When Democrats began referring to Elon Musk as “President Musk,” their goal was transparent: get under the skin of an insecure president-elect by saying Musk holds the real power in their relationship. The strategy wasn’t subtle, but it worked just as intended. Speaking at Turning Point USA’s AmericaFest conference in Phoenix on Sunday, Donald Trump couldn’t help rebutting the claim that anyone but him is in charge. “He’s not going to be president, that I can tell you,” Trump said. “And I’m safe. You know why he can’t be? He wasn’t born in this country.”
You never need a Ph.D. in psychology to understand Trump’s motives and fears; he puts them right on the surface. His almost comical obsession with showing everyone how strong and manly he is — in this case, insisting that he couldn’t possibly be under the thumb of the world’s richest man — plainly derives from a terror that people will see him as weak. But just days before he’s about to take power, that’s exactly what he is.

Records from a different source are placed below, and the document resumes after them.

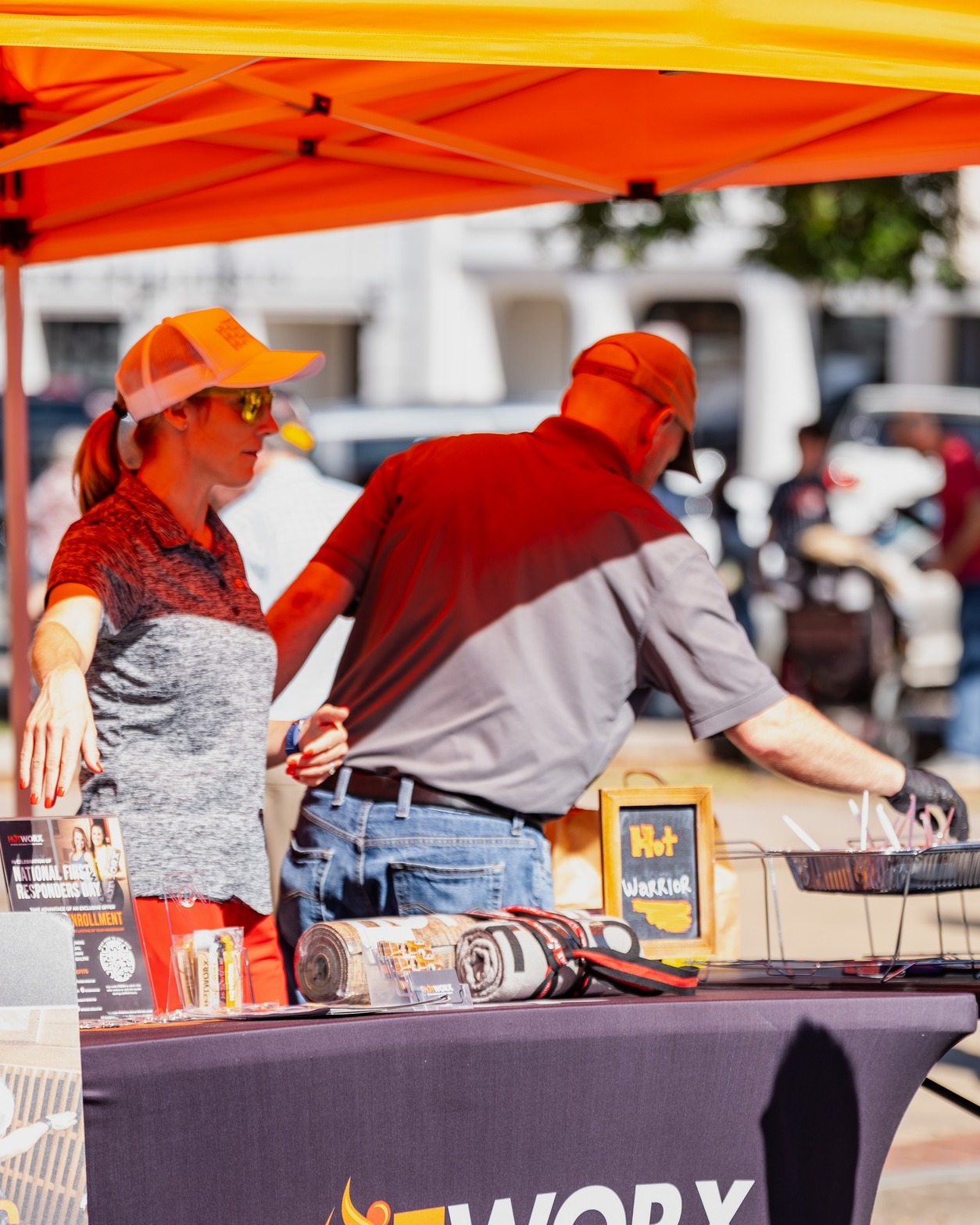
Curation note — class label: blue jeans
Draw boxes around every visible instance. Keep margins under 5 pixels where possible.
[946,583,980,757]
[278,789,554,986]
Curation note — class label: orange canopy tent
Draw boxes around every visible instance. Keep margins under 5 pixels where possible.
[0,0,980,803]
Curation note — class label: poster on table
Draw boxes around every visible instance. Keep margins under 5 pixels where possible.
[0,816,153,1019]
[599,786,715,958]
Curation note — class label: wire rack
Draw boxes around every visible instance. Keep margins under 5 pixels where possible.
[704,840,980,983]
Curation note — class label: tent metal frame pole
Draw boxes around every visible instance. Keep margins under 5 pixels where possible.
[4,251,30,816]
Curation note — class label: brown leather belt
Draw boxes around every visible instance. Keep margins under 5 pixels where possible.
[347,768,555,826]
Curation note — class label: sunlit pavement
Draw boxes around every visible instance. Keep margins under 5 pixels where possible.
[0,720,980,1225]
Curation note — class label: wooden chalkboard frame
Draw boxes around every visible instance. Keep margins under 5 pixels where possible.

Look at what happened in Trump’s return to legislative dealmaking. As Congress moved to avert a shutdown to begin his second term, Trump failed to get what he wanted at every step.
Again and again Trump’s ham-handed attempts at strength only wind up looking weak.
It began with a bipartisan deal that would fund the government through March, giving the new Republican Congress time to craft tax and budget bills to its (and Trump’s) liking. But after Musk posted his opposition to the deal, Trump rushed to say he, too, was opposed to it.
After the deal collapsed, Trump then tried to avoid a debt ceiling increase in his first year, a move designed to limit leverage for both Democrats and anti-government members of his own party. First he called for the debt ceiling to be abolished, but when House Republicans wouldn’t go for that, he pivoted to suggesting it be suspended for two years. House Speaker Mike Johnson, R-La., dutifully offered a new funding bill with that provision — and it went down to defeat as 38 Republicans voted no.
When a spending bill finally passed Friday, it didn’t include the debt limit suspension Trump had demanded. As NBC News reported, “On Wednesday, Trump had threatened to primary ‘Any Republican’ who voted for a funding bill without a debt limit extension; on Friday, 170 House Republicans did just that.”
This pattern — Trump makes demands, Congress says no, Trump does nothing — was precisely what characterized his legislative efforts in his first term. There wasn’t a single instance in which he bent Congress to his will or negotiated his way to a win when the outcome was in doubt. His only significant legislative accomplishment was the 2017 tax cut for the wealthy — a foregone conclusion given that Republicans controlled both houses. By contrast, among his blunders was the longest government shutdown in history, which ended only when he caved and gave up his demand for funding for a border wall.
That’s not to say Trump can’t exert control over his party or successfully punish those who oppose him. He often does. He has ended the careers of Republicans who stood up to him, intimidated some in the news media and — with the help of conservative Supreme Court justices — managed to evade legal accountability for all manner of misdeeds. But because he has such a simple-minded understanding of how power and politics work, again and again Trump’s ham-handed attempts at strength only wind up looking weak.
The problem is that madness isn’t strength; it’s just mad.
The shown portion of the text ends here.